Newt vs toad Benchmark

This benchmark validates Newt's AUC, KS, IV, and PSI implementations against toad using the bundled sample dataset at examples/data/test_data/all_data.pq.

For broader release-level context, see the project README.md.

What It Checks

AUC and KS on score_p and score_old_p
PSI for:
train -> test
train -> oot
the score columns above
all numeric features
IV for all candidate features
numeric columns are first aligned to fixed 10-quantile bins
categorical columns are compared directly

The benchmark also records median runtimes for:

Newt AUC and KS
Newt and toad PSI
Newt single-column IV
Newt batch IV with the Python engine
Newt batch IV with the Rust engine when available
toad's quality(..., iv_only=True) path

Run It

Run the benchmark from the benchmark environment:

python benchmarks/metric_vs_toad.py

Output

The command writes:

out/benchmarks/metric_vs_toad.json
out/benchmarks/metric_vs_toad.md

The JSON file contains the full machine-readable report. The Markdown file is a short human-readable summary.

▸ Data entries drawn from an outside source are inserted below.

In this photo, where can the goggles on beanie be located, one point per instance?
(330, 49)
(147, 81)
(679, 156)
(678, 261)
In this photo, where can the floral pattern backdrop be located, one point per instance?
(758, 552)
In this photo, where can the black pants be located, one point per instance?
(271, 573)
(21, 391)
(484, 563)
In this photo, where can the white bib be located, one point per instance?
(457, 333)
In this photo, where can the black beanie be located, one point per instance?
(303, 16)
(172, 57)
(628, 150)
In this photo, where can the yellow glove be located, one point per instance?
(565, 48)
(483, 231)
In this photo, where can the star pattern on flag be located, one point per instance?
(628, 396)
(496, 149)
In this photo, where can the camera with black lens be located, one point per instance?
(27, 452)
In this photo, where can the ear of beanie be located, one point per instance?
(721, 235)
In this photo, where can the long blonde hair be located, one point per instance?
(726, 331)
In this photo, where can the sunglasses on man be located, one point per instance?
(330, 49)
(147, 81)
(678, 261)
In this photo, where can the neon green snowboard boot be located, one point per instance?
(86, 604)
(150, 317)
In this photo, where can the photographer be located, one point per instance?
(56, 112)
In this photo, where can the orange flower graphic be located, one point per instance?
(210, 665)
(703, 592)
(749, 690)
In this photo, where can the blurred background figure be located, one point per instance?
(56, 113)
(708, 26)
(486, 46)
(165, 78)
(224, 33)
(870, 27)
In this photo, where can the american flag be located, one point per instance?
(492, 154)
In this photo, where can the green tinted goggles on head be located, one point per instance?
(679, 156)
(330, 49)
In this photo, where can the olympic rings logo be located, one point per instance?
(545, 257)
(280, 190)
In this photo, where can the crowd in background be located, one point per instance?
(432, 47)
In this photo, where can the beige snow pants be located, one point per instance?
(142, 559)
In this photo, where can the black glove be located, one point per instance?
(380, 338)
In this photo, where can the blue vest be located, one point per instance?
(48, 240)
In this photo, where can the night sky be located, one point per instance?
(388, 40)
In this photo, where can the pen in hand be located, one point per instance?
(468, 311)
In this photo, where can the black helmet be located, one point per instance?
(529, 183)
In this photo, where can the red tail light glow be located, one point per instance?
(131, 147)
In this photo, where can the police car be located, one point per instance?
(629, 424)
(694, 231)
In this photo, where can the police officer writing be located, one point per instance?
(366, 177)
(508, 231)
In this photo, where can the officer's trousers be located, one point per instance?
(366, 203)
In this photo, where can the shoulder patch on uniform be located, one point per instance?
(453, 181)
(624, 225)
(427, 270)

Python and Dependency Notes

Newt core remains compatible with Python 3.8.5 through 3.12.x
The benchmark environment is .venv-benchmark-3.10
That environment includes toad==0.1.5 through the benchmark dependency group
The benchmark runs toad directly in the same environment; no worker venv or Python fallback is used

Current Comparison Policy

AUC and KS compare the public metric functions directly
PSI uses Newt's reference quantile bucket logic on both sides so the comparison measures the metric calculation, not bucket-definition drift
IV uses the same prepared feature frame for both libraries to avoid mixing metric differences with different default binning rules

Latest Verified Run

Latest benchmark run (generated on 2026-04-04T21:22:44) from .venv-benchmark-3.10:

IV mean absolute diff: 4.949931178722187e-16
IV max absolute diff: 1.4033219031261979e-13
userinfo_24 IV:
Newt: 1.727905
toad: 1.727905

This confirms the current IV implementation is aligned with toad on the prepared benchmark input.